ACC membership change resisted

Suzanne Lawson, lay member of Canada's delegation to the Anglican Consultative Council, addresses General Synod.
Published July 3, 2007

General Synod members voted to send a message to the Anglican Consultative Council (ACC) that adding all Anglican primates (national bishops) to the membership of the ACC, one of the four instruments of unity of the Anglican Communion, would be an unwelcome change.

The proposed constitutional changes to the ACC’s membership, offered to all Anglican provinces of the worldwide communion for ratification, included a section requesting that ACC membership should include all the primates and moderators of the 38 provinces of the Anglican Communion, as ex-officio members.

Bishop Sue Moxley, one of three Canadian ACC representatives and presenter of the resolution, explained to Synod members that the phrase ex-officio means “you’re automatically a member.”

The proposed change would limit the provinces’ representative members to members of the orders of either clergy or laity, in order to maintain a balance of orders.

“This effectively replaces all the bishops with the primates,” Bishop Moxley said, adding that the change would also result in a decrease of the number of women on the ACC.

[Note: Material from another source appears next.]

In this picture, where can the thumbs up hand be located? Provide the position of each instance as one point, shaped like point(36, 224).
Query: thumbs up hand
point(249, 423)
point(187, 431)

Suzanne Lawson, of the diocese of Toronto, who was the lay member of the Canadian delegation to the last ACC meeting, said that the changes could pass, if two-thirds of the provinces of the Anglican Communion agree.

“We are adding our voice,” she said.

After members of Synod voted in favour of the motion, Archbishop Andrew Hutchison., the outgoing Canadian primate, commended the decision, saying that “there has been a good deal of resistance to [the membership change] from the other provinces.”